Schools brace for scrutiny on race
Selective colleges often use it as a factor in their admissions processes
CAMBRIDGE, Mass. - A Justice Department inquiry into how race influences admissions at Harvard University has left selective colleges bracing for new scrutiny of practices that have helped boost diversity levels to new highs across the Ivy League.
Harvard and other top-tier colleges closely guard the inner workings of their admissions offices, but they defend approaches that consider an applicant’s race among other factors as a way to bring a diverse mix of perspectives to campus. While the schools believe they are on firm legal ground, experts say the investigation could inspire new challenges.
“They’re pulling the scab off a wound that was healing,” said Anthony Carnevale, who has studied affirmative action programs and leads Georgetown University’s Center for Education and the Workforce. “This could erupt in a bunch more cases.”
At the eight Ivy League colleges including Harvard, Yale and Princeton, the number of U.S. minority students in all incoming classes grew by 17% between 2010 and ’15, while overall enrollment in those classes grew by less than 2%, according to the latest federal data. By 2015, minorities accounted for more than 43% of all incoming students in the Ivy League, up from 37% in 2010.
The trend partly reflects the demographics of an increasingly diverse nation, but the schools also consider race for reasons including a desire to reverse historically low numbers of minorities at elite universities that in some cases began admitting nonwhite students only in the last 75 years.
“We’re aiming for diversity on our campus and we’re achieving it,” said Christopher Eisgruber, president of Princeton University. “Universities have a compelling interest in pursuing diversity in their student bodies through a holistic assessment of factors.”
Eisgruber said he is not surprised by the “continuing political controversy,” but it would not be appropriate for him to comment on the Justice Department investigation.

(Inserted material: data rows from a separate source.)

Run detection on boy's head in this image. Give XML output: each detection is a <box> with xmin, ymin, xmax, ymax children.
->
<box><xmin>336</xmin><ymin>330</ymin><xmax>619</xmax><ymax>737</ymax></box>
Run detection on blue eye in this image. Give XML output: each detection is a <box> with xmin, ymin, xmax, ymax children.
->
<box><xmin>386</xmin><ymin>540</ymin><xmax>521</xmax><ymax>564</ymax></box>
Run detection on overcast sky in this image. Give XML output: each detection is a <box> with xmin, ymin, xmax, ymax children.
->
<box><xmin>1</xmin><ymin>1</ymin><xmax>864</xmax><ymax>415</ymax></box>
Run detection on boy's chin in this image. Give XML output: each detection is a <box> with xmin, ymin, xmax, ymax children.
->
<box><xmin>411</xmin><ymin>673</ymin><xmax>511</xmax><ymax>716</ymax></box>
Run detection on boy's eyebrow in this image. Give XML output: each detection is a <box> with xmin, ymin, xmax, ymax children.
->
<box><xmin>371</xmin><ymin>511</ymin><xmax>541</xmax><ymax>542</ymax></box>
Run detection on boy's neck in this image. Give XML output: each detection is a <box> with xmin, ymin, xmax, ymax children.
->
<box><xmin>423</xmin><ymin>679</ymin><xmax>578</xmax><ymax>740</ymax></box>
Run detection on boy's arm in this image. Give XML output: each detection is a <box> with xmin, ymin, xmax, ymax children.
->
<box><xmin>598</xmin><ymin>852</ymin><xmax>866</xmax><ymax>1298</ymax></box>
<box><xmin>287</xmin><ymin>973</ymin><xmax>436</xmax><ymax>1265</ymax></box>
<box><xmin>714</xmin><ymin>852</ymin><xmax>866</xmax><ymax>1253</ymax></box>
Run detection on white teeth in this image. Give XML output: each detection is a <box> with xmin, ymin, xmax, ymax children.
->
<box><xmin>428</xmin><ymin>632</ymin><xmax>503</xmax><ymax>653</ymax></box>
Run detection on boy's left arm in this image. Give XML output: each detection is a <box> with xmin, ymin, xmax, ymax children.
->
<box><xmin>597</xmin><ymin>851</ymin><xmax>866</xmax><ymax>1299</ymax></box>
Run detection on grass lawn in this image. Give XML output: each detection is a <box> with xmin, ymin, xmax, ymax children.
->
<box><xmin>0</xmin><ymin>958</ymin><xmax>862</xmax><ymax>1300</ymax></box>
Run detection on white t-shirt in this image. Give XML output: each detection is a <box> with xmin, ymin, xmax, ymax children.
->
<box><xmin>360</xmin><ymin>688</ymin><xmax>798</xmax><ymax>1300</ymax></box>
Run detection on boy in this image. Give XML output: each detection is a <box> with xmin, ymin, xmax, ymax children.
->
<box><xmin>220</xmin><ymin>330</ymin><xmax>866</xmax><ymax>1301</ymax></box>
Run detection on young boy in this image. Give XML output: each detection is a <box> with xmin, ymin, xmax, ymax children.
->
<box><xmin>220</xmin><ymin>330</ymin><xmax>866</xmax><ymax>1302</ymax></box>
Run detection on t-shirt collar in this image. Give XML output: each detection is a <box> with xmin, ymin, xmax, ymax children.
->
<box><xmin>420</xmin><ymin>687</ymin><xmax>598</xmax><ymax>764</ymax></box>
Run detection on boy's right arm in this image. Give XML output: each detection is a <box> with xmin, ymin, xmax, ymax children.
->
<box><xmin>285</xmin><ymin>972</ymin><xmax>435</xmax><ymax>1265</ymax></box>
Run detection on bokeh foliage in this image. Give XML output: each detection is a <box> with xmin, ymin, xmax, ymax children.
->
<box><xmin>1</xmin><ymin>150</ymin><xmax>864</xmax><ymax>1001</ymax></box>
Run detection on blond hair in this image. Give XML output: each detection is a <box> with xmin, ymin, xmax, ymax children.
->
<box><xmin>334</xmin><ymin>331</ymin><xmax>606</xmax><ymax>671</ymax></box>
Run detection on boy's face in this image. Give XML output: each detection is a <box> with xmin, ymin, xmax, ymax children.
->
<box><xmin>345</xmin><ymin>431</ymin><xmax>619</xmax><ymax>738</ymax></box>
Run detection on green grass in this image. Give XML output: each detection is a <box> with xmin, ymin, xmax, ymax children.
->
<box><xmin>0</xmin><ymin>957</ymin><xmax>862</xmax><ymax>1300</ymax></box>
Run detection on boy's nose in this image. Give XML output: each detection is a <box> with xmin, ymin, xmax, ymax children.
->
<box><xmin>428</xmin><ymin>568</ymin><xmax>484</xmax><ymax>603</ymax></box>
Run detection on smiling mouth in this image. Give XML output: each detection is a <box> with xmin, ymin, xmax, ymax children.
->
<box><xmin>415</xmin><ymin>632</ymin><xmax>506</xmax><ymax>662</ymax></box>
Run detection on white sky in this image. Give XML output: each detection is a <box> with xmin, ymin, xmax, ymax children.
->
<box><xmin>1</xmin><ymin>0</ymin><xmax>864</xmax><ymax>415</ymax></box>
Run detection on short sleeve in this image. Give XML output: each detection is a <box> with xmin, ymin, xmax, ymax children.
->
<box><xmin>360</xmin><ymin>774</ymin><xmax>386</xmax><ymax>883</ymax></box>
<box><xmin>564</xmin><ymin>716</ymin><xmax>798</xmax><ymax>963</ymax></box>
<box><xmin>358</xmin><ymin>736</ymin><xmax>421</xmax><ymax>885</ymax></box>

At Brown University, the inquiry was a topic of discussion last week, school spokesman Brian Clark said.
“The courts have held that colleges and universities may act affirmatively to achieve the educational goals at the core of our academic excellence at Brown,” Clark said in a statement.
“Through our raceconscious admission practices, Brown assembles the diverse range of perspectives and experiences essential for a learning and research community that prepares students to thrive in a complex and changing world.”
Word of the investigation startled some who thought the affirmative action debate was settled after the U.S. Supreme Court last year upheld race-conscious admissions at the University of Texas. That case was brought by a white student who contended she was rejected from the school while black students with lower grades were admitted.